Re: Follow: Recipe woes

Howdy.  Thanks for the reply.

On Sun, 1 Jun 2003, Dallman Ross wrote:

On Sat, May 31, 2003 at 11:28:33PM -0500, Justin Shore wrote:

I can't figure out a regex way to remove all occurences of
"***SPAM***" from the Subject line.  This happens when I bounce a
piece of spam that SpamAssassin has already marked up to a spamtrap
address anymore.  My only fix is to check for that string twice.  A
regex fix for this would be handy.


One assumes you are sending the mail to SA higher up in your rc.
There are several considerations here.  One, why don't you catch
the value of Subject: before SA ever sees the mail and changes it?
Two, there are options to stop SA from writing to the Subject:
line.  Perhaps you should use them?  Three, SA's -d option, or
the razor-report program's submit option, can strip the ***SPAM***
stuff out.  But I'd go with No. 1 here, because you hav an
unaltered piece of mail, which you then alter with SA, then try
to unalter with some other tool inside procmail.  Seems like
a counterproductive way to go.


I should have said it earlier.  I'm calling SA from MIMEDefang.  I've
found a number of uses for that method (plus it's good to know how to use
it for the next time you set up a mailhub and have to do it that way).  
In case you aren't familar with how SA works with MD, SA can't make any
changes to the message it's checking.  Best it can do is report back to MD
what the results were and let MD make the neccessary changes.  MD makes
all the changes long before the LDA gets its mits on the mail.  SA -d
doesn't strip all the changes I make in the headers.  It finds all the
X-Spam lines just fine, even though they are in a slightly different
format than what SA would write.  It doesn't however find the "***SPAM***"  
I put on the Subject line.  I believe they used 5 asterisks on each side 
of "SPAM" whereas I only use 3.  Trivial change as face value but 
unfortunately I rolled it out like that without realizing what the default 
SA string was or the consequences of doing it in a different way.  Even if 
SA -d could remove an instances of "***SPAM***", can it remove more than 
one instance of it?

So simply capture SUBJECT on all your mail up-top in your rc.  Then,
when a particular piece is spam, you already have the value to send
in your custom report action.

That said, if you really want to remove the lines, you could use sed:

      SUBJECT = "`echo $SUBJECT | sed 's/\*\*\*SPAM\*\*\*//g'`


That would probably work.  I wasn't sure if procmail would let me work 
with a variables in that fashion.  Do you know of a regex way to remove 
any number of occurences of "***SPAM***" separated by a spam on that line?

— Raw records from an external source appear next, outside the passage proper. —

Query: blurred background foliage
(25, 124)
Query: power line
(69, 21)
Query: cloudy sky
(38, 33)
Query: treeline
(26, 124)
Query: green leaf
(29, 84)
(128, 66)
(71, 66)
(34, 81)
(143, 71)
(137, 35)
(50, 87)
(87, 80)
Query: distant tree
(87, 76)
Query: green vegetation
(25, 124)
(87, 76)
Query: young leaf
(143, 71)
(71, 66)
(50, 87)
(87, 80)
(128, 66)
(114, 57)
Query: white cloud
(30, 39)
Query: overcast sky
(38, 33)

Along the same lines I can't figure out how to apply that regex to
$SUBJECT that I initially match.  I use it later when I forward mail
to the FTC and NANAS.  Any tips on this that take into account the
problem of multiple ***SPAM*** strings would be gladly accepted.


You should be using the -d flag to SA to strip out changes to the
headers before you make reports.


MD complicates things, doesn't it.? :)

# Extract subject and assign it to SUBJECT
:0
* ^Subject:[        ]*\/[^  ].*
{
        SUBJECT=$MATCH
}

## Report spam to Pyzor, Razor, the FTC, and NANAS.
:0 BH
# Hopefully this will prevent mail loops.
* $ ! ^X-Spam-Loop: $BOUNCER
* !   ^FROM_DAEMON
{
    :0f
    # Clean up the spam by removing the SA headers, Subject change
    # and other misc headers.
    | spamassassin -d \
    | sed -e "s/^Subject: \*\*\*SPAM\*\*\*/Subject:/" \
          -e "s/^Subject: \*\*\*SPAM\*\*\*/Subject:/" \


Use the g option to sed.  Anyway, you have already bothered to
extract SUBJECT above, so do your operation on that, not on a
newly extracted copy of the same line that you have to parse
the whole message again for.


These lines are only making changes to the headers in the messages I 
directly report to *zor.  I have to make my Body changes elsewhere or *zor 
will generate invalid hashes.  Since I"m not reconstructing the message, 
only removing the SA markup and bouncing lines, I don't have an 
opportunity to use $SUBJECT yet.  That's later.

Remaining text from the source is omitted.